BILOXI, Miss. — Tuskegee Airman Robert A. Decatur was buried with full military honors this week in the Biloxi National Cemetery but his death at age 88 has not laid to rest the contention of comrades that Decatur’s legendary life was largely his own creation.
Decatur died at his home in Titusville, Fla., on Aug. 19.
In 1943, he was among volunteers for the Tuskegee Airmen sent to Keesler Field in Biloxi for basic training, then on to Tuskegee, Ala., where the airmen trained as a segregated unit at an air base.
In a 2001 Associated Press story about a joint meeting of the Tuskegee Airman Inc. and The Organization of Black Airline Pilots in Tennessee, Decatur said the Tuskegee program was considered an experiment and the airmen knew they could not fail.
“We knew that if we failed, there would be no other programs for black Americans to fly,” he said then.
Because of his stories of heroism, the Arkansas chapter of the Tuskegee Airmen is named in his honor.
“He included himself as one of those heroes, and he wasn’t,” said John Gay, president of the Orlando chapter of Tuskegee Airmen Inc., told the Orlando (Fla.) Sentinel.
Gay’s association was created in 1972 to honor the first black pilots trained in Tuskegee, Ala., during World War II.
The newspaper reported that records show Decatur was a Tuskegee cadet in 1944 but did not complete pilot training.

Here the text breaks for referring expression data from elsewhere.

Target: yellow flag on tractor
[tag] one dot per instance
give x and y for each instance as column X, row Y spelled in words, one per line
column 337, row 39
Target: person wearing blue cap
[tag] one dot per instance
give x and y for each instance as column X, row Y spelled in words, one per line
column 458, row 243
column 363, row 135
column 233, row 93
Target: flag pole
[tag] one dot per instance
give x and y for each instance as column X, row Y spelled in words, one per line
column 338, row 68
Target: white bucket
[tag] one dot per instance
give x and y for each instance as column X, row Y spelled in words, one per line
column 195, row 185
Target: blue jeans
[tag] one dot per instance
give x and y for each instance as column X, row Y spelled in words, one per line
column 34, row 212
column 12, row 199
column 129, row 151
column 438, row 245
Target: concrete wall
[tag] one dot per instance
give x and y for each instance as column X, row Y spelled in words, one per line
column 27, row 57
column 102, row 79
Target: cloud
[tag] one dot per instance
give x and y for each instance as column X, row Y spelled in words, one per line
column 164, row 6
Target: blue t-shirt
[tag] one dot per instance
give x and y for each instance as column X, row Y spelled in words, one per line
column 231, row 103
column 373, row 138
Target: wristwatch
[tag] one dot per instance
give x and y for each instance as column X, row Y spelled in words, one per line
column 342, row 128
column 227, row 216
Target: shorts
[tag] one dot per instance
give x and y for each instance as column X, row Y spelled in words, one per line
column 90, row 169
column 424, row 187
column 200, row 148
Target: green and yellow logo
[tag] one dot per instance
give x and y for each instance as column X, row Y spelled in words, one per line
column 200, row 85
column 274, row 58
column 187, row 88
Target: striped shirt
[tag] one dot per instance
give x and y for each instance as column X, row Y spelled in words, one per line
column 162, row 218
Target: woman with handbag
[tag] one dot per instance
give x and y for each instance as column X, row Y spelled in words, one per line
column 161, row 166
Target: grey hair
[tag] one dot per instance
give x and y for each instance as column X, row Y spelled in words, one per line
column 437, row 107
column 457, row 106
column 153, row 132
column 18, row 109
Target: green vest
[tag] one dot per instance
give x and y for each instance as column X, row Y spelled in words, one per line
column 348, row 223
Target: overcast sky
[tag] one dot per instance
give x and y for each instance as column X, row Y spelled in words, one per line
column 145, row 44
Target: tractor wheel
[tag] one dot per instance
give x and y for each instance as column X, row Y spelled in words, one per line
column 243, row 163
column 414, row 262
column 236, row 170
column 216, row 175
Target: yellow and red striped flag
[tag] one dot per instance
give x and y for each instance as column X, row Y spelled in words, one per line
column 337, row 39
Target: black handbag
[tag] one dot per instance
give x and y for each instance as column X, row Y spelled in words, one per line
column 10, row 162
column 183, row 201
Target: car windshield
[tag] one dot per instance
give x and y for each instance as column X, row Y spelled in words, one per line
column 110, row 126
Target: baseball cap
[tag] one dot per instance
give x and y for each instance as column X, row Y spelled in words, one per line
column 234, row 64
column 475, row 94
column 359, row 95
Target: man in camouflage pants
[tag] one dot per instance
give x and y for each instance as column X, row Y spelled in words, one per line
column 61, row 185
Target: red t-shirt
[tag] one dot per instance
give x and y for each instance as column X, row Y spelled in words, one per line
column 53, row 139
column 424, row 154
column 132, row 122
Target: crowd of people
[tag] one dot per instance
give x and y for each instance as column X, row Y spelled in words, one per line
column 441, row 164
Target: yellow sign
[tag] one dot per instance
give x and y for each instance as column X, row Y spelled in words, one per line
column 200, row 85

He did not graduate from flying school and never flew in combat.
For Decatur, who retired to Titusville in 1992, becoming a Tuskegee cadet was an honor in itself and earned him the lifelong legitimacy of being a Tuskegee Airman. He graduated with a law degree from Case Western Reserve University in Ohio in 1951.
His friend and fellow Brevard County Airman Noel Harris said Decatur’s portrayal of himself as a Tuskegee pilot was not so different from the war stories heard at every Army reunion.

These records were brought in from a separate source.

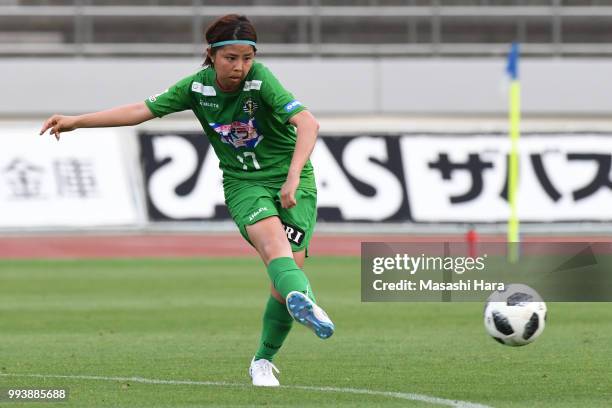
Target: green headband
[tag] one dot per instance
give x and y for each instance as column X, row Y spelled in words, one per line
column 222, row 43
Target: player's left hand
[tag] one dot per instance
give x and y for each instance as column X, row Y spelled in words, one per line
column 288, row 190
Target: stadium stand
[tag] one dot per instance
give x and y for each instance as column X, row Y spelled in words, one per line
column 309, row 27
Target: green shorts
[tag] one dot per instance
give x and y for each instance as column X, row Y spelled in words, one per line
column 249, row 203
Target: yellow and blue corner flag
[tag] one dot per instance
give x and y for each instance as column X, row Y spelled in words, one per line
column 513, row 59
column 514, row 116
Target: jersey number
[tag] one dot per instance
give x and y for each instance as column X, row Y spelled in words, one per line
column 252, row 156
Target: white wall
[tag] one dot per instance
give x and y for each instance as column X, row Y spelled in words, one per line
column 331, row 86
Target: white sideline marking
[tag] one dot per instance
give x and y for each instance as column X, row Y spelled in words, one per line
column 390, row 394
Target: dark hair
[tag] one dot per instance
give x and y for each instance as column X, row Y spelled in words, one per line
column 229, row 27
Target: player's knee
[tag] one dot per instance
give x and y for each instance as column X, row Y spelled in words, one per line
column 275, row 247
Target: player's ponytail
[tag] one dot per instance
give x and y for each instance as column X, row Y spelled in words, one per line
column 230, row 27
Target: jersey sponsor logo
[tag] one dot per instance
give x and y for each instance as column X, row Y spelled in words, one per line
column 238, row 134
column 292, row 105
column 256, row 213
column 294, row 234
column 249, row 107
column 203, row 89
column 154, row 97
column 254, row 85
column 208, row 104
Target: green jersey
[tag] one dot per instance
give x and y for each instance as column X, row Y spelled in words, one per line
column 248, row 128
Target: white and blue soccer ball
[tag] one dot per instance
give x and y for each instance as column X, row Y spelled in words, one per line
column 515, row 316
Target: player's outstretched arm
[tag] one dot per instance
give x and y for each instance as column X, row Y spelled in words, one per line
column 126, row 115
column 307, row 131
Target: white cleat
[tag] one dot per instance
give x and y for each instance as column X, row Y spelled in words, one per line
column 261, row 371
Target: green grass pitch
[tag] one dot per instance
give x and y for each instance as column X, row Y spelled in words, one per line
column 199, row 320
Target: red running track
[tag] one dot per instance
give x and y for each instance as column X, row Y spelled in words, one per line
column 206, row 245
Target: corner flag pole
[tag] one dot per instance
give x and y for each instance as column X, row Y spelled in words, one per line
column 513, row 167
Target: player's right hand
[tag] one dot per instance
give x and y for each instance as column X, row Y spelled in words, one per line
column 59, row 124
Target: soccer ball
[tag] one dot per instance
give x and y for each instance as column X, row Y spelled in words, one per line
column 515, row 316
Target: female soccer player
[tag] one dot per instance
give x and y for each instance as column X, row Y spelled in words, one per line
column 263, row 137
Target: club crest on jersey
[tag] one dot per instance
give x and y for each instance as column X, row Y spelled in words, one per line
column 249, row 107
column 238, row 134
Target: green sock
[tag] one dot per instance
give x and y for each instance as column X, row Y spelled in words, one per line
column 276, row 326
column 286, row 277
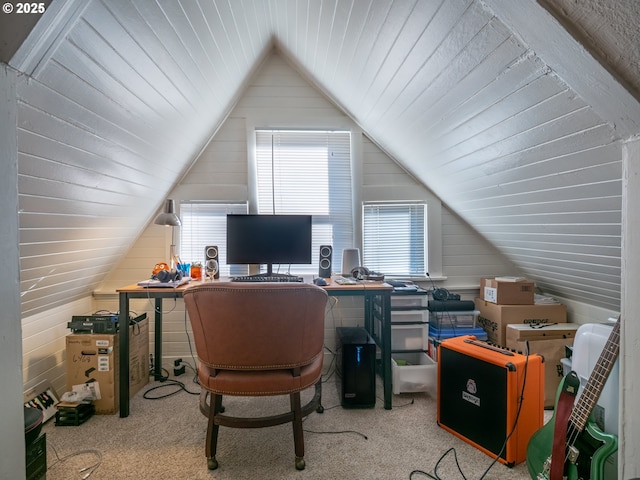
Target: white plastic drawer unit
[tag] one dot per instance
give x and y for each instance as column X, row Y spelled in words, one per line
column 409, row 337
column 409, row 316
column 409, row 301
column 468, row 318
column 413, row 372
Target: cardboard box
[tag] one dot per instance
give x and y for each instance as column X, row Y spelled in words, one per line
column 506, row 292
column 549, row 341
column 494, row 318
column 94, row 358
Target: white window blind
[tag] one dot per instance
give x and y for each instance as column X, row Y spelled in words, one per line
column 394, row 238
column 308, row 172
column 205, row 224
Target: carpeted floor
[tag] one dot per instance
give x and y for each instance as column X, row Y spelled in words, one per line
column 164, row 439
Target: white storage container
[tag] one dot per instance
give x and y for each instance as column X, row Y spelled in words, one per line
column 467, row 318
column 409, row 316
column 413, row 372
column 409, row 337
column 409, row 301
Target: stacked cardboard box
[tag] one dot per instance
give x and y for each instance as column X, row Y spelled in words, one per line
column 94, row 358
column 510, row 317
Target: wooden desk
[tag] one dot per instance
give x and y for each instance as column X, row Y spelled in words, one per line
column 378, row 292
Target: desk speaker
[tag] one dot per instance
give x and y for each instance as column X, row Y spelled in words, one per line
column 212, row 267
column 324, row 263
column 490, row 397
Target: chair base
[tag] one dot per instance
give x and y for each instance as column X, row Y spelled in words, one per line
column 213, row 410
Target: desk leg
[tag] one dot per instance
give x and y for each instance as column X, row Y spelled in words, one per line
column 157, row 343
column 123, row 358
column 386, row 348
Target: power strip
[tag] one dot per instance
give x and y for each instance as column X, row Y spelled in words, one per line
column 43, row 397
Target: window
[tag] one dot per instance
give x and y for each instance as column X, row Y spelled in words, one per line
column 206, row 224
column 394, row 238
column 308, row 172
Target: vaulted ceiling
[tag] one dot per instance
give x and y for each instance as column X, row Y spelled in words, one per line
column 492, row 104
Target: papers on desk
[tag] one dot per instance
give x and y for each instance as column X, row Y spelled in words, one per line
column 158, row 284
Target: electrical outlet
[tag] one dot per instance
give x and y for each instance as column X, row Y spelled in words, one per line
column 177, row 369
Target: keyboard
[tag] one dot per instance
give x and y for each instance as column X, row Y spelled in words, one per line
column 267, row 278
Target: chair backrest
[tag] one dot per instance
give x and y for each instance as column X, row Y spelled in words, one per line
column 256, row 326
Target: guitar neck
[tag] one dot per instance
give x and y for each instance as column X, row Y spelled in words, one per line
column 597, row 379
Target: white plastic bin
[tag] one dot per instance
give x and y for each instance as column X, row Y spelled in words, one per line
column 408, row 316
column 409, row 337
column 413, row 372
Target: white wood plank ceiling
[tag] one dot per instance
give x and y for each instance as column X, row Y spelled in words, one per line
column 119, row 97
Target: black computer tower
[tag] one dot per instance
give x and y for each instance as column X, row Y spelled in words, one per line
column 356, row 367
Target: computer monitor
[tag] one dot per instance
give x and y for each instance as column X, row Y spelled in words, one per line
column 268, row 239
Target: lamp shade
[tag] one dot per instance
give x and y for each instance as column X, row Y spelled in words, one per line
column 168, row 216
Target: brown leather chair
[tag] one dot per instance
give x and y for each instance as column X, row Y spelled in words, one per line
column 257, row 339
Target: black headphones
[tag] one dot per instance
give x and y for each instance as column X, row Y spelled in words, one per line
column 363, row 273
column 166, row 276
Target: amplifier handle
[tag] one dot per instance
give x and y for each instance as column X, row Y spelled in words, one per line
column 489, row 347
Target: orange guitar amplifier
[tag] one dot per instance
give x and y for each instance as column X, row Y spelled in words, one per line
column 490, row 397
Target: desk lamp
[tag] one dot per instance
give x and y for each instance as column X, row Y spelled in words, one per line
column 169, row 218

In creating his own fame, Decatur defamed the men in the cockpits who were true heroes, said Ron Brewington, former public relations officer for Tuskegee Airmen Inc. Brewington said he became frustrated that the organization didn’t do more to stop Decatur. Gay told the Orlando newspaper that it’s not the Tuskegee way to publicly admonish members.
Questions also have been raised about other achievements Decatur claimed: judge, law teacher, civil rights attorney with Martin Luther King Jr. and confidant of John F. Kennedy.

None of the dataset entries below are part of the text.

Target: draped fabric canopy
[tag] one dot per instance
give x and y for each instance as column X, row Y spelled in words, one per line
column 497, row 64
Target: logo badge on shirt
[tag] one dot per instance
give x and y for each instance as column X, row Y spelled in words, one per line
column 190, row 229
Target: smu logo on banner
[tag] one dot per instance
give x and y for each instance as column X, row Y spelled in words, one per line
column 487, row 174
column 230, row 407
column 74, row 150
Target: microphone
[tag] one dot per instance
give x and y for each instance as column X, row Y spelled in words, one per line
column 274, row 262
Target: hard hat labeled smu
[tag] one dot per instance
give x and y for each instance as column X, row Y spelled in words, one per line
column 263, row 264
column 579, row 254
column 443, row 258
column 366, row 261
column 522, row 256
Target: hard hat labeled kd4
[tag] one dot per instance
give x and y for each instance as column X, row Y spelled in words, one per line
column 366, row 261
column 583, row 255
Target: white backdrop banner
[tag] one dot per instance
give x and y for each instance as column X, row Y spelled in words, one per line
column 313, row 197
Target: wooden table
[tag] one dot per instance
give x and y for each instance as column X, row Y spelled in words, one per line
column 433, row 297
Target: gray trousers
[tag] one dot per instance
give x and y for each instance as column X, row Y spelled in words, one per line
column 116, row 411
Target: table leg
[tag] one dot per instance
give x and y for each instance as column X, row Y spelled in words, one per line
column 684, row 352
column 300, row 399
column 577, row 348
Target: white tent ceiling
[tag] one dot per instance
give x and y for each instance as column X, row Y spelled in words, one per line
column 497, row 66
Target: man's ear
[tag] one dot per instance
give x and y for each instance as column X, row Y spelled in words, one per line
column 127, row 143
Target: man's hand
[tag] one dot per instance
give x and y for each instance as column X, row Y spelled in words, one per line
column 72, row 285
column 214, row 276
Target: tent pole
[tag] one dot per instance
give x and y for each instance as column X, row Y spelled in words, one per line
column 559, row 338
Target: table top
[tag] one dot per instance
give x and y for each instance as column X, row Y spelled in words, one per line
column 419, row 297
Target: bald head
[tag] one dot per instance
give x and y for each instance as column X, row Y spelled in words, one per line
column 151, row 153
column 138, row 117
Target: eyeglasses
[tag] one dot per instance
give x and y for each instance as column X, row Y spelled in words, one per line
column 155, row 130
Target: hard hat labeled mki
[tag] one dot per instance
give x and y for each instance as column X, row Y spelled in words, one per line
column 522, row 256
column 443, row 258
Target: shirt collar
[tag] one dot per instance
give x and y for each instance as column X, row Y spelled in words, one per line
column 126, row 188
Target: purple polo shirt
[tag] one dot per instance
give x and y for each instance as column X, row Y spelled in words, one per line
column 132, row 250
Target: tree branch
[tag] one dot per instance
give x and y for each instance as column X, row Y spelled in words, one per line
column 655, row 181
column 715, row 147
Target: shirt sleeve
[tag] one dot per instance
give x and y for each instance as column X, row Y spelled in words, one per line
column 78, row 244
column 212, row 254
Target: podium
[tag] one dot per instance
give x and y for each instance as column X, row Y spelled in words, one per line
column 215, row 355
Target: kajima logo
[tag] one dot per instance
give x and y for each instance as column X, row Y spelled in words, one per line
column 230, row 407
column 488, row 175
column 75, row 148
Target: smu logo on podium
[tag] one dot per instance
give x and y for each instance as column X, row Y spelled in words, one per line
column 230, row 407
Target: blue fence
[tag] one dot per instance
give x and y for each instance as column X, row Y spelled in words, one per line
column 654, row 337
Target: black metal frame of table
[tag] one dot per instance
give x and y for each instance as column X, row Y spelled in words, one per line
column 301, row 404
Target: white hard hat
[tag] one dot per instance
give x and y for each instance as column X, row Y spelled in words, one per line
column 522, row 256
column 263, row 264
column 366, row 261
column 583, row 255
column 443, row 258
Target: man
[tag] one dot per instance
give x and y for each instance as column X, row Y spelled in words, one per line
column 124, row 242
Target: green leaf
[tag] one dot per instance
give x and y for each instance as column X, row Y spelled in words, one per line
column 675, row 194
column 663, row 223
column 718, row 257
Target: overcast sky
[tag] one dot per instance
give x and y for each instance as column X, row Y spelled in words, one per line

Decatur spent 25 years as a probate magistrate in Cleveland and referred to himself as Judge Decatur. But the magistrates, who deal mostly with estates, are not judges, said court spokeswoman Ann Vanik.
One of the schools where Decatur said he taught, Cleveland State University Law School, confirmed that he was a part-time adjunct instructor in the 1970s. Three other schools where Decatur said he taught law had no records of him, according to the newspaper.
As for his connections to King and Kennedy, the newspaper said those claims could not be confirmed.
Decatur was a pilot and he flew a planeload of water purifiers and supplies to Haiti in 2005, following a flood that devastated the island.
The measure of the man should be in his actions and his deeds, not his words, said his friend Joe Hurston, who provided the water purifiers.
“I have all kinds of evidence that the Judge was genuine, that the Judge cared deeply for people,” said Hurston, 58. “The Judge to me is and always will be a hero.”
And to his children, Decatur was the bigger-than-life man he portrayed himself to be.
“I know he was an important person in Cleveland and the community. He was a person held in high esteem, and he was my dad,” Dawne Mumford, 57, told the newspaper.
At the same time, Mumford wonders herself about the real Robert Decatur: “It confuses me sometimes. I don’t know really what he was.”